My colleagues and I at Media Trackers Florida have now discovered Urbanchuk has severe conflicts of interest regarding renewable energy subsidies and has a financial self-interest in promoting them. An April 6, 2010 item in Biofuels Journal contains a podcast interview in which Urbanchuk vigorously supports subsidies for the ethanol industry. A short article accompanying the podcast reports, “Some of his [Urbanchuk’s] clients include the U.S. and Canadian Renewable Fuels Associations; the National Biodiesel Board; National Corn Growers Association, American Soybean Association and United Soybean Board, the Iowa Renewable Fuels Association, and private firms.”

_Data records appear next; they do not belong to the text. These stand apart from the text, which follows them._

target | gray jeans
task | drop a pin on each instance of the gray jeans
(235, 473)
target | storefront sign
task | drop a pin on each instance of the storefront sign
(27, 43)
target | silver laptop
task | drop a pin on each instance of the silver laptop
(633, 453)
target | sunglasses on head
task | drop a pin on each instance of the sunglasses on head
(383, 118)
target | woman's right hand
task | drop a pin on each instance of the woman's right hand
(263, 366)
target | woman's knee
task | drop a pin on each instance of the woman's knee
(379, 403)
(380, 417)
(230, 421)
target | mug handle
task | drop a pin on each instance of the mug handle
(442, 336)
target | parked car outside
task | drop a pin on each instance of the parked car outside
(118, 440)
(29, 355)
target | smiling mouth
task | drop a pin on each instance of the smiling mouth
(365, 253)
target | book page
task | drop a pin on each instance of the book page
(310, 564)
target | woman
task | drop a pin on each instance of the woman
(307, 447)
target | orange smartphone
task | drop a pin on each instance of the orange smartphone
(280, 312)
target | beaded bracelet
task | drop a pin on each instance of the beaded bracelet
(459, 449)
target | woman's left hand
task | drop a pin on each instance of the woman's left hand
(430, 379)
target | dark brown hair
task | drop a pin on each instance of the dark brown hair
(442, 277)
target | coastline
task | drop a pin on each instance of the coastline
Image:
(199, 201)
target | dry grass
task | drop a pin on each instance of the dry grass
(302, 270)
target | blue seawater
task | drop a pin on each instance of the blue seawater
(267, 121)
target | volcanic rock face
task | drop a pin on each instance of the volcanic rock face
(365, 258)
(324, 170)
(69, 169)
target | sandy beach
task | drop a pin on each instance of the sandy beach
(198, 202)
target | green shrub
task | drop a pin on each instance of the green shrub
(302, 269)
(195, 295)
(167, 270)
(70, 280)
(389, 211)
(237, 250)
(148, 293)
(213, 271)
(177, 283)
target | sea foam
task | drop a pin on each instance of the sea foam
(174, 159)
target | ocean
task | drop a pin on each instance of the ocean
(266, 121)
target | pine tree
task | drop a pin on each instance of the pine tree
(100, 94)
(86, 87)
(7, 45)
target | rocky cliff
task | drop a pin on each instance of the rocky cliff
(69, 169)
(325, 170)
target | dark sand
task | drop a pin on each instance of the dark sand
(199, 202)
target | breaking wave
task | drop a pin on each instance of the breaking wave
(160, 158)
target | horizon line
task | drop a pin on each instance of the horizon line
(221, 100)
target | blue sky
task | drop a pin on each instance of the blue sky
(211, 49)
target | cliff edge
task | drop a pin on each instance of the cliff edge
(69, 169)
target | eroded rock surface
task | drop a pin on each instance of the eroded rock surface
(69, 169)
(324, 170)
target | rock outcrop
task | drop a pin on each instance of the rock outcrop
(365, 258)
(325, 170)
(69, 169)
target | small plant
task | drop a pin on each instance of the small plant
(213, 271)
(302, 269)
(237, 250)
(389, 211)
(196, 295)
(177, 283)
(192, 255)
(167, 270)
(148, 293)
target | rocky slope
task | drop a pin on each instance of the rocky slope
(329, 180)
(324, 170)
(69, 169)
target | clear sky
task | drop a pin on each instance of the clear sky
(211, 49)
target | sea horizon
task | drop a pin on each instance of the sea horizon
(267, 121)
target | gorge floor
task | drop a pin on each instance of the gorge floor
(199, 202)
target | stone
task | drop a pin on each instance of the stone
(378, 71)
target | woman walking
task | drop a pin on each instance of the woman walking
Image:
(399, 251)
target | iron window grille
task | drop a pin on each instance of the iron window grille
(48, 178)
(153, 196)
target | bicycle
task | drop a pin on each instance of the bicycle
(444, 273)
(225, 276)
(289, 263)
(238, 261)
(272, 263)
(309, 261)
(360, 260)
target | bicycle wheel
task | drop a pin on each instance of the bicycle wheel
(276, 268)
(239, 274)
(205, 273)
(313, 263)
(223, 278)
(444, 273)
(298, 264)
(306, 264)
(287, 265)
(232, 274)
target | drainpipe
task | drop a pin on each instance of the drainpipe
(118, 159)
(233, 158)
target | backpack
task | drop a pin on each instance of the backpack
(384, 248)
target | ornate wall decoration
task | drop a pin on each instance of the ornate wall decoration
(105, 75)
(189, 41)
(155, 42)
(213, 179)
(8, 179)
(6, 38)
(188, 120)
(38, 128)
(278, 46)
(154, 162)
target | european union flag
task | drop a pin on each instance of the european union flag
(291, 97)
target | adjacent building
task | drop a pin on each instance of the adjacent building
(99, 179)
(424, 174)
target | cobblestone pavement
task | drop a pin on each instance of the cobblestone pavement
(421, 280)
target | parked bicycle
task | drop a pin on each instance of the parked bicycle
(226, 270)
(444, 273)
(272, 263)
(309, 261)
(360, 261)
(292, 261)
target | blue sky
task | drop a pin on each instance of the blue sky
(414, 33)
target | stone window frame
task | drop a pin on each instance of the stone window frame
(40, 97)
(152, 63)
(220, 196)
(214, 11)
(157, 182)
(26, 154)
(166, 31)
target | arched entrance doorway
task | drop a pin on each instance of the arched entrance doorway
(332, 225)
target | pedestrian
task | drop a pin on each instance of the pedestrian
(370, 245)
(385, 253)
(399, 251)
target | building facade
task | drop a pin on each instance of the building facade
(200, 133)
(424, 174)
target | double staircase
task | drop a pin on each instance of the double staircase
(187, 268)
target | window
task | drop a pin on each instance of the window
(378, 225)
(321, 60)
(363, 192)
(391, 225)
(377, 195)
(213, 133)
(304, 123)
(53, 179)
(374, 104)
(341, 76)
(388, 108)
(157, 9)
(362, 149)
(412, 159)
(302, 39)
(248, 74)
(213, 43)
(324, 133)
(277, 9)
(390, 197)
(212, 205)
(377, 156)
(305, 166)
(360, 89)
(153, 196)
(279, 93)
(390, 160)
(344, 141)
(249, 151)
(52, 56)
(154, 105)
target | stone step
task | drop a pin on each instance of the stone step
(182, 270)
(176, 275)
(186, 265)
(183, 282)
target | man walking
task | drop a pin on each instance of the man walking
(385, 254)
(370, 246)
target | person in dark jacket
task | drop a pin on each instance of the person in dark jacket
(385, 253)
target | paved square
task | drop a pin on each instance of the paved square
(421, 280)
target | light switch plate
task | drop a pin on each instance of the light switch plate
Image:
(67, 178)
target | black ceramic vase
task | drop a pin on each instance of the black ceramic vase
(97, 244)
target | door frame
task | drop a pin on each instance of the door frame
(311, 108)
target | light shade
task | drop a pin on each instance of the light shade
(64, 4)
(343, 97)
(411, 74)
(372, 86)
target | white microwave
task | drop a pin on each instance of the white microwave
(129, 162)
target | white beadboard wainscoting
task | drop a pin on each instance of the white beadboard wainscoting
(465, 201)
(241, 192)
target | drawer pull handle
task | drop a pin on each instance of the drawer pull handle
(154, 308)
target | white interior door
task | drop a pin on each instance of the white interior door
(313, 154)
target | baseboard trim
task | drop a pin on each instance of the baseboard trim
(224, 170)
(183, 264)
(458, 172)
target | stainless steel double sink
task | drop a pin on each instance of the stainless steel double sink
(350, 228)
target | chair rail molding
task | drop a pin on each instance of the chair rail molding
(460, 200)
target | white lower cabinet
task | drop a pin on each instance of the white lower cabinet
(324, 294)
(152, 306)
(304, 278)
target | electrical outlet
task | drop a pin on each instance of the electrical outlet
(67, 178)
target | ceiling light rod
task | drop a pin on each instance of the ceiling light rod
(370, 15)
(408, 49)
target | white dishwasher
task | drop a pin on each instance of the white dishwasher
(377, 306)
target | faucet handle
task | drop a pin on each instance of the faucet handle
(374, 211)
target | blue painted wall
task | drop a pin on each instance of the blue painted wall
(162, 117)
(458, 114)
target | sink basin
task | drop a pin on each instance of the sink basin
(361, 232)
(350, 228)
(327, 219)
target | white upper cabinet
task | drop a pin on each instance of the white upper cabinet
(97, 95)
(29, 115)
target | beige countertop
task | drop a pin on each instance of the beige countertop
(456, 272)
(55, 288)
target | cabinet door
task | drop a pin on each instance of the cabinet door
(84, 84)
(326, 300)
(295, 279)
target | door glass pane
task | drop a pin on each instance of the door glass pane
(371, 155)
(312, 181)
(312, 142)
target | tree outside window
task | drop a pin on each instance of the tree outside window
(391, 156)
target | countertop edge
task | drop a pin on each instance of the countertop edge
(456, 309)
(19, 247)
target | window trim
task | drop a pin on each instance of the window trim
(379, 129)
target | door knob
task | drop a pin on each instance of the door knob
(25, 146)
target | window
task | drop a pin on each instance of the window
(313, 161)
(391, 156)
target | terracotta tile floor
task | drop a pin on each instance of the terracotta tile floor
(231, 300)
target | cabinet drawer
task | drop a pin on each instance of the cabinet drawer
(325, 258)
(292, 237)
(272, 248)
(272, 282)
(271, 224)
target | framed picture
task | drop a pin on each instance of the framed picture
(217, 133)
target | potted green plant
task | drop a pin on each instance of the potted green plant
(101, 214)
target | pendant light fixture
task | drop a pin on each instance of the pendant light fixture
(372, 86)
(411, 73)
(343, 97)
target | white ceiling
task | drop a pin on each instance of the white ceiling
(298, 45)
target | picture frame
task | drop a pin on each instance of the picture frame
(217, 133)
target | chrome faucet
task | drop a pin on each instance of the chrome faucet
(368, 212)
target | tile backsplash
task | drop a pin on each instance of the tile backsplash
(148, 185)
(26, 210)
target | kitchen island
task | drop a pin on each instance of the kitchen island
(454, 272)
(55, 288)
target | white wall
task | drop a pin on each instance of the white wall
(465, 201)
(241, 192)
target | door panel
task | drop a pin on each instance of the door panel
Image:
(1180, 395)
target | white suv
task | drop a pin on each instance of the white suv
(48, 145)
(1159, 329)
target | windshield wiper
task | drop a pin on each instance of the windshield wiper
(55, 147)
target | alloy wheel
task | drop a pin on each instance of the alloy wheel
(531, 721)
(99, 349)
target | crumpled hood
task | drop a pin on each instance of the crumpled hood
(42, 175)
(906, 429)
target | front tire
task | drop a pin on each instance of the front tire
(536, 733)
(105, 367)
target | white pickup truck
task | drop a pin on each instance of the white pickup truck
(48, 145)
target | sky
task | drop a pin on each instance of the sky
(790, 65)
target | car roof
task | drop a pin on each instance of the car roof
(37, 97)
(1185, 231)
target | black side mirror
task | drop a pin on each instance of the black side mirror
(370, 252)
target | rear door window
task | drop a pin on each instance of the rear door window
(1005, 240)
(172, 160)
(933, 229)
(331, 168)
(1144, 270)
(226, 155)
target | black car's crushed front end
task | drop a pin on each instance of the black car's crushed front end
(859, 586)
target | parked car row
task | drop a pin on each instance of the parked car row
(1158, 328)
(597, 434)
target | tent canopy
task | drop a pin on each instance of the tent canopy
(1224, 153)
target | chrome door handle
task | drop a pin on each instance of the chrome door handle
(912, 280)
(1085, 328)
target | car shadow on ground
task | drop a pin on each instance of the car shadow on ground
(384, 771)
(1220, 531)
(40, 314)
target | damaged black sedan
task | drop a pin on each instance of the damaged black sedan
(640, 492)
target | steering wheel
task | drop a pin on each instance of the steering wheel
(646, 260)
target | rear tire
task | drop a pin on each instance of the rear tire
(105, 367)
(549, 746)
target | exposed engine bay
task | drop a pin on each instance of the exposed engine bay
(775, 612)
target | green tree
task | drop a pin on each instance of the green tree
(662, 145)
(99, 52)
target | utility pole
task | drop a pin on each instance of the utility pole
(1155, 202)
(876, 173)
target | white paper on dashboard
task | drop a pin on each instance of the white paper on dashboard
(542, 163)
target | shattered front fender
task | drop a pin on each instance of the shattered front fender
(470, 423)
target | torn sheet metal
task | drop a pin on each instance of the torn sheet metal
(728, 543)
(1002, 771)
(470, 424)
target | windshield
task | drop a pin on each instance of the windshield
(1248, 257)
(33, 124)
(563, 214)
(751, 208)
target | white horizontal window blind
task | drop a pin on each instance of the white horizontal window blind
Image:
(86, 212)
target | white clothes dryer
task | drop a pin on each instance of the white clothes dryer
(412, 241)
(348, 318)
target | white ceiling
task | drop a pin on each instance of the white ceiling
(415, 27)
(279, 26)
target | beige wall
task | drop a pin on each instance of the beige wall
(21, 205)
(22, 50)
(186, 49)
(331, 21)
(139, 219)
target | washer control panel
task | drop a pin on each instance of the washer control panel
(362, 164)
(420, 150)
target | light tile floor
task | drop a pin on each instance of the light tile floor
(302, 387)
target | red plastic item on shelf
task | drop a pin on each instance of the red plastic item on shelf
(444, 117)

Insiders in Gov. Scott’s administration report the Governor had no idea Urbanchuk had such serious conflicts of interest when Putnam presented the analysis as “proof” the renewable energy subsidies would benefit the Florida economy. Putnam never mentioned Urbanchuk’s conflicts of interest when trumpeting the study to the press, also.
Putnam’s surprise presentation of an “independent economic analysis” may have succeeded in convincing Gov. Scott to fore go his threatened veto, but his tactics are underhanded and reprehensible, especially in light of Urbanchuk’s undisclosed conflicts of interest.
Several nationally prominent energy economists have examined Urbanchuk’s study since Scott allowed H.B. 7117 to become law, reporting the study is deeply flawed in many important particulars. As reported by Media Trackers Florida, David Tuerck, chair of the economics department at Suffolk University; Tom Tanton, president of T2 & Associates economic consultants; Robert Murphy, economist with the Institute for Energy Research; and Daniel Simmons, director of regulatory and state affairs with the Institute for Energy Research all concluded the renewable energy subsidies will harm rather than help the Florida economy.
My colleagues and I at Media Trackers Florida reached out to Putnam, offering the Agriculture Commissioner an opportunity to explain why he did not disclose Urbanchuk’s conflict of interest. Media Trackers Florida also asked whether Putnam would retract the Urbanchuk study and reexamine his support for the renewable energy subsidies given Urbanchuk’s conflicts of interest and the multiple economic analyses concluding the renewable energy subsidies will hurt the Florida economy. In response, Putnam spokesman Sterling Ivey sent Media Trackers Florida an email reiterating the Urbanchuk study results, describing the Urbanchuk study as authored by “an independent research firm.” Ivey did not address direct questions about Urbanchuk’s conflicts of interest.
So Republican political leaders cry foul and blame Democrats for “green” energy scandals such as Solyndra and Chevy Volt batteries, yet they simultaneously champion and implement similar subsidies. Worse, Republican leaders commission a bogus economic study written by a consultant with severe conflicts of interest and financial self-interest in renewable energy subsidies, and then they use that study to strong-arm the bill into law without ever disclosing the consultant’s conflicts of interest.
Now you tell me, which is the worse scandal; Solyndra, Compact Power or the duplicitous behavior of Florida Republican leaders in enacting their own renewable energy subsidies?